数値化された世界で君は何を思う②

紫×黄色 趣味

寮に戻った俺(永田)は、今日の居眠りの反省文にペンを走らせた。「授業中に寝たくて寝る生徒はいないだろし、まして、午前中は農作業で汗を流したので仕方ない。」と愚痴をこぼした。ちょうど、日付をまたいだ時に、反省文を書き終え、ベッドにダイブしてそのまま夢に世界に落ちた。
次の日の朝、村田先生のところに反省文を持って行った。なかなか反省文を受け取ってもらえず、うだうだと村田の持論を30分ほど聞かされ、やっとの思いで解放された。早々に立ち去ろうとしたところに、村田から「1週間の草むしりをして根性を叩き直せ。そうすれば、梅の人間も少しはマシになるだろう。」とニヤニヤしながら言った。俺は、仕方なく「了解しました。」の一言を吐いて、村田の元を去った。学校のカリキュラム終了後に無造作に生えていった草を懸命に抜いていった。それが3日間続いた。4日目には校庭の雑草がきれいさっぱりなくなった。現在は使用されていない第三棟の草むしりを始めた。1時間ほど経ち、日が沈み始めたころ、「バタン。」と大きな音がしたので、俺は、その音がなったほうに歩を進めた。そこには、服装と髪が乱れた30代の男が倒れていた。俺はすぐに教員に連絡をしようとしたところ、倒れた男がさっと立ち、俺の首元にナイフを突き立て、「人を呼ぶと殺すぞ。」と言われ唾を飲んだ。続いて、「教員や生徒が立ち入らない場所を教えろ。」と言われ、俺は考えた。昔、第三棟を清掃していた時に、現在は使用されていない保健室のベッドの下に地下に続く階段を発見したことを思い出し、その場所を伝えた。男は「そこに案内しろ。」言われ、その場所を案内した。
保健室のベッドの下の階段を降り、5帖ほどの部屋を案内した。
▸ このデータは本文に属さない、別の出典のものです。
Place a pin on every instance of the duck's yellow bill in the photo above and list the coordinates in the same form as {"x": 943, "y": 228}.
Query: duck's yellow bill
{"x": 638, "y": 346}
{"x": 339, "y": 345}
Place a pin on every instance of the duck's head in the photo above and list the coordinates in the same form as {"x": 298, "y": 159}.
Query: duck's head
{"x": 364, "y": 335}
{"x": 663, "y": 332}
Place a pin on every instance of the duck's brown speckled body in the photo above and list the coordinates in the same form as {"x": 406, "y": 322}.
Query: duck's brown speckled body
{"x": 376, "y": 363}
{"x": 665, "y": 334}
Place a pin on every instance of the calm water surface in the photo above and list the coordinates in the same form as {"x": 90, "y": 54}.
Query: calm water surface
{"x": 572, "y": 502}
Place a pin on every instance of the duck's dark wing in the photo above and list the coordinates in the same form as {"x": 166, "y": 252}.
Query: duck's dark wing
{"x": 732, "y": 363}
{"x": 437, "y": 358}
男は「誇りを被っているが広さは十分だ。後は、お前がここに一度食料を持ってこい。他の人間にばれないように」と言われ、俺は頷いて了承した。なぜこんな目に合わなければならいんだと思いながら、自分の運命を憎んだ。俺は、「あなたなぜ、そのような恰好をしているのですか?」の問いに男は「俺は、(梅の銅)の人間だ。」と答えた。村田先生の歴史の授業では、最高ランクは「松・銀」・最低ランクは「梅・銀」までしか排出されていないことを思い出した。俺は続けて「あなたは何者ですか?お名前を教えてくれませんか。」恐怖と男の興味で震えていた。男は「アダムから社会に不要の人間で、名前は13だ。」と答えた。
13は、「なんかの縁だ。俺たち梅・銅の世界を教えてやる。」と笑っていた。俺は13から聞いた話に衝撃を覚えた。

 



 

永田は寮の自室に戻り、ベッドに横になり、天井を見た。13から聞いた話はこうだ。「梅・銅」は判定された瞬間から、日本で戸籍・今まで生活していた記憶が消される。そこでは、非合法な人体実験が行われた。現在有効なKウイルスの実験体や筋肉増強剤等を撃ち込まれなどの考えるとゾッとする内容だ。また、一部の富裕層のために開催される「闇の闘技場」が開催されているそうだ。聞いた話は、野生のゴリラやライオンとのマッチアップもあるそうだ。ちなみに13は、筋肉増強の薬を撃ち込まれて、この闘技場でゴリラと戦った時に頭にゴリラのパンチをもらい、今までの記憶が甦ったそうだ。ゴリラとの戦いに勝ったのちに医務室から脱走して現在に至るそうだ。

永田は面倒なことに巻き込まれたと思いつつ、非日常にワクワクしていた。13は、このまま逃げ切ることはできないので、海外に移住しようとしている。永田は船の提供と数日分の食料を要求された。船に関しては、1年に数回、「マグロ漁船」に乗ってマグロを釣る行事が行われる。その船を活用すれば問題ないと考えた。